A tremor shoots up my belly, and my hand clenches around the red-and-white checkered tablecloth—a warning shot that soon I’ll be in excruciating agony. I stop chewing and close my eyes to focus on my breaths. When I open them again, three bright blue pills line the outer rim of my dinner plate.

I meet Ma’s concerned brown eyes.

The first few nights of my period are so painful that I can only endure them sedated. These chalky tablets plunge me so deep within my mind that it takes me nearly three nights to climb back out—long enough to miss my gut-contorting menstrual cramps.

I cup the pills in my palm, and for the first time I notice a faint Z etched into their center. Strange, since the blue bottle they come in says they’re called Septis. Maybe the Z stands for the zzz’s they provide.

I pop the meds in my mouth and chew them with the meat and potatoes.

“Maldita luna,” says Ma, glaring out the window. Damn moon. Perla follows up Ma’s declaration with a spitting sound, as if saying luna out loud could invite bad luck.

They think the moon cursed me, so they run through this ritual every month. Only, unlike them, I don’t dread lunaritis.

I count down to it.

I chase the food and pills with water and gaze out the window at the dusky violet sky. Any moment now, the shift will happen, and I’ll be transported to the only place where I don’t have to hide. The one world where it’s safe to be me.

I come alive on the full moon.

 

 

2


I awaken with a jolt.

It takes me a moment to register that I’ve been out for three days. I can tell by the well-rested feeling in my bones—I don’t sleep this well any other time of the month.

The first thing I’m aware of as I sit up is an urgent need to use the bathroom.
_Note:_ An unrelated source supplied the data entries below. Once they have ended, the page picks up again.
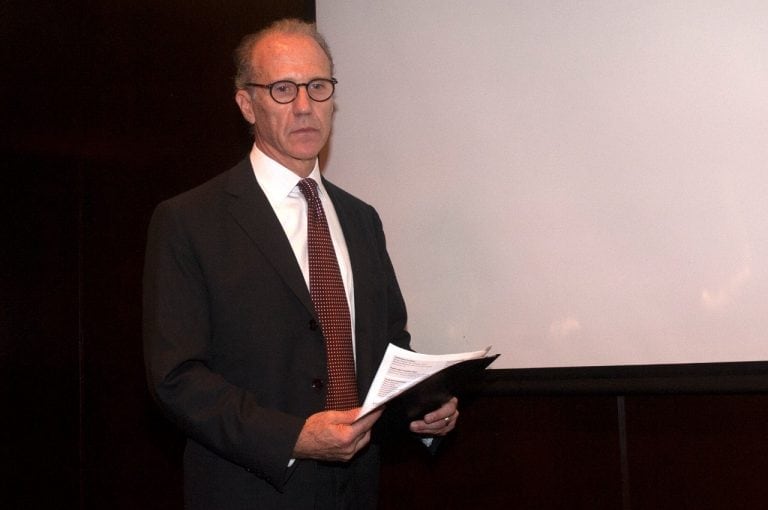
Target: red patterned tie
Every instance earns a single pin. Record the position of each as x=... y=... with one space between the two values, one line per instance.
x=327 y=290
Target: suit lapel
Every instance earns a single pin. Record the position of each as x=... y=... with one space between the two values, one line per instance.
x=251 y=210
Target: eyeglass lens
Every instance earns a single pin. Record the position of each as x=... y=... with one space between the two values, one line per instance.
x=286 y=91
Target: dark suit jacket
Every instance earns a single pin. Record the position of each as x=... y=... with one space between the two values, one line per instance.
x=233 y=351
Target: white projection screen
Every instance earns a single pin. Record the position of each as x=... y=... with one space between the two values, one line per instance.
x=577 y=183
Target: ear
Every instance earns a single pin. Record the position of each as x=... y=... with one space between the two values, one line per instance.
x=243 y=100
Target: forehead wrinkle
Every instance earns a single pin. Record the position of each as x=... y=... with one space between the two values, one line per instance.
x=286 y=56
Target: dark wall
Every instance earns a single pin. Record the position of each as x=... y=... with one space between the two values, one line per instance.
x=109 y=107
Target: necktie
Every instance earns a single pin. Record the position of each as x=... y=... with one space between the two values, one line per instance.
x=327 y=291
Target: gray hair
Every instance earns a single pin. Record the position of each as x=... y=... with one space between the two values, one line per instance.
x=284 y=26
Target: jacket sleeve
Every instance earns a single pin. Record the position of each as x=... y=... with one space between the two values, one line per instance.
x=177 y=329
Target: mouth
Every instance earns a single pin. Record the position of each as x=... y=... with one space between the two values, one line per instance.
x=305 y=131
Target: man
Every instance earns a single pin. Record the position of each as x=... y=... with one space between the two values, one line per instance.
x=235 y=345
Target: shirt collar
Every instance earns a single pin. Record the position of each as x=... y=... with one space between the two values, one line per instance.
x=277 y=181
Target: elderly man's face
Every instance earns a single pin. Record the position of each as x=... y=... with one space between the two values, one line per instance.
x=292 y=134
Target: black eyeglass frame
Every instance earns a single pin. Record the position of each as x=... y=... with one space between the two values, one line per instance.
x=270 y=86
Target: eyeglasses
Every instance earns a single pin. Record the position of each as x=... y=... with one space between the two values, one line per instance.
x=285 y=91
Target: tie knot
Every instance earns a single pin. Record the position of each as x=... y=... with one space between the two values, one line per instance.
x=308 y=188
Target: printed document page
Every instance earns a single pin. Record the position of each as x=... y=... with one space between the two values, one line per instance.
x=401 y=369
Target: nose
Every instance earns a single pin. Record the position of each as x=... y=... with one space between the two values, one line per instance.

My muscles are heavy from lack of use, and it takes some concentration to keep my steps light so I won’t wake Ma or Perla. I leave the lights off to avoid meeting my gaze in the mirror, and after tossing out my heavy-duty period pad and replacing it with a tampon, I tiptoe back to Ma’s and my room.

I’m always disoriented after lunaritis, so I feel separate from my waking life as I survey my teetering stacks of journals and used books, Ma’s yoga mat and collection of weights, and the posters on the wall of the planets and constellations I hope to visit one day.
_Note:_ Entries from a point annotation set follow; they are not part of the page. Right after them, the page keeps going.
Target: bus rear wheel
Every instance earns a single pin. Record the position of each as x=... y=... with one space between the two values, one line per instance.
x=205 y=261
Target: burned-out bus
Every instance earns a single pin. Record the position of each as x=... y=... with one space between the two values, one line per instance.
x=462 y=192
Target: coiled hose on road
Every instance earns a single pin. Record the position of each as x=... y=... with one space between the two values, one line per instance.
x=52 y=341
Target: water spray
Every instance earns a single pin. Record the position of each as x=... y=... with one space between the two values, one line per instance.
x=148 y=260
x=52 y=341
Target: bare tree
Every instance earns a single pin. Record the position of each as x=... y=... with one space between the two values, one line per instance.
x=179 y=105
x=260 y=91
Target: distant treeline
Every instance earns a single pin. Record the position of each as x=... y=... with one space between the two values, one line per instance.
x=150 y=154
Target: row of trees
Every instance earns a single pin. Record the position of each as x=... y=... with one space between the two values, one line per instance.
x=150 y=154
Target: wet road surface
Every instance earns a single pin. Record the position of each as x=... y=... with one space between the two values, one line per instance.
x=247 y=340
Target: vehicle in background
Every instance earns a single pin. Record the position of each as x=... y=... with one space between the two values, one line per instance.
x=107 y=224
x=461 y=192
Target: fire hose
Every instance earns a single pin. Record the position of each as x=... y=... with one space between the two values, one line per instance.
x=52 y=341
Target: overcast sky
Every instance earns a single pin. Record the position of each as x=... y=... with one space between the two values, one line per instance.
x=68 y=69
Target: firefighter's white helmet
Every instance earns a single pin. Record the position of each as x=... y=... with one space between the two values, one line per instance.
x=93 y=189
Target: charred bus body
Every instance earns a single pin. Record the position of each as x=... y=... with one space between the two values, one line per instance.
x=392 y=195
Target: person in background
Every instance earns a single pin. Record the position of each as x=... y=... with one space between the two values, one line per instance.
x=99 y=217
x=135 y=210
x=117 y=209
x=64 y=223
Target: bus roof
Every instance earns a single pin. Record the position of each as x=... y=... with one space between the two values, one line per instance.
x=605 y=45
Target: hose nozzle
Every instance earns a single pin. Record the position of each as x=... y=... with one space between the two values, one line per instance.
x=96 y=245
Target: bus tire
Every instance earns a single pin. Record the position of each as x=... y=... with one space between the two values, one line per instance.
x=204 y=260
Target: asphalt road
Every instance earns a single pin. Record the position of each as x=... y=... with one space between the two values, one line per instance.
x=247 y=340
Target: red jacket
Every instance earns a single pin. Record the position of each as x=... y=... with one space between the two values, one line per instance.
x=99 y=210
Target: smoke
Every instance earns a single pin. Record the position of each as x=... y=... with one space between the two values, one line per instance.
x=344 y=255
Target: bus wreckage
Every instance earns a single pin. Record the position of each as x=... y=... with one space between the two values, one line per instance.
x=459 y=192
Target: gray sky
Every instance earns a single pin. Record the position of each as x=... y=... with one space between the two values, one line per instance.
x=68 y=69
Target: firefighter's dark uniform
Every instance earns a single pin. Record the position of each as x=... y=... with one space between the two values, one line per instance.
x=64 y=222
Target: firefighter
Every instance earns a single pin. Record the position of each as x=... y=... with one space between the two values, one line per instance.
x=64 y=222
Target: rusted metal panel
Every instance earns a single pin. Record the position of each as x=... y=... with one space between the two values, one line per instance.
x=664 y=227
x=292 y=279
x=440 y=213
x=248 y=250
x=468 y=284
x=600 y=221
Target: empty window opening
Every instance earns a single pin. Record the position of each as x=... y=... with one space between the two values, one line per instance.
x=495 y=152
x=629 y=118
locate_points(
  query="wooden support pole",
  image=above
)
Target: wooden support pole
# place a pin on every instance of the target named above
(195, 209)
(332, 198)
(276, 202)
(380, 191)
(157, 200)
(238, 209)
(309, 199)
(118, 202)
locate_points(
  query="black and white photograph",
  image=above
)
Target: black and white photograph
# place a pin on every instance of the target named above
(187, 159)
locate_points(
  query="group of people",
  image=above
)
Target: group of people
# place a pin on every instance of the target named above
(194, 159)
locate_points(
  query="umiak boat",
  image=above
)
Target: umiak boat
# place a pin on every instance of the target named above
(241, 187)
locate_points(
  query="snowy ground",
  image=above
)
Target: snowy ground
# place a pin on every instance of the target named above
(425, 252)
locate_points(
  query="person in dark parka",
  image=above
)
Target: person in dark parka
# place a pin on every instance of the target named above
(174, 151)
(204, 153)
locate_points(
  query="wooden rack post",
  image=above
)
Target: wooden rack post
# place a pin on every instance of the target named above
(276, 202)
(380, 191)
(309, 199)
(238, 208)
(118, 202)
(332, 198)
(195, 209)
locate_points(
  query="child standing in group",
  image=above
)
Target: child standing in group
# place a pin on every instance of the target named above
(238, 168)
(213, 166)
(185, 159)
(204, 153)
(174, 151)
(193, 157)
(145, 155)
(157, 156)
After a moment, my shoulders slump in disappointment. This month has officially peaked.

I yank the bleach-stained blue sheets off the mattress and slide out the pillows from their cases, balling up the bedding to wash later. My body feels like a crumpled piece of paper that needs to be stretched, so I plant my feet together in the tiny area between the bed and the door, and I raise my hands and arch my back, lengthening my spine disc by disc. The pull on my tendons releases stored tension, and I exhale in relief.

Something tugs at my consciousness, an unresolved riddle that must have timed out when I surfaced … but the harder I focus, the quicker I forget. Swinging my head forward, I reach down to touch my toes and stretch my spine the other way—

My ears pop so hard, I gasp.

I stumble back to the mattress, and I cradle my head in my hands as a rush of noise invades my mind. The buzzing of a fly in the window blinds, the gunning of a car engine on the street below, the groaning of our building’s prehistoric elevator. Each sound is so crisp, it’s like a filter was just peeled back from my hearing.

My pulse picks up as I slide my hands away from my temples to trace the outlines of my ears. I think the top parts feel a little … pointier.

I ignore the tingling in my eardrums as I cut through the living room to the kitchen, and I fill a stained green bowl with cold water. Ma’s asleep on the turquoise couch because we don’t share our bed this time of the month. She says I thrash around too much in my drugged dreams.

I carefully shut the apartment door behind me as I step out into the building’s hallway, and I crack open our neighbor’s window to slide the bowl through. A black cat leaps over to lap up the drink.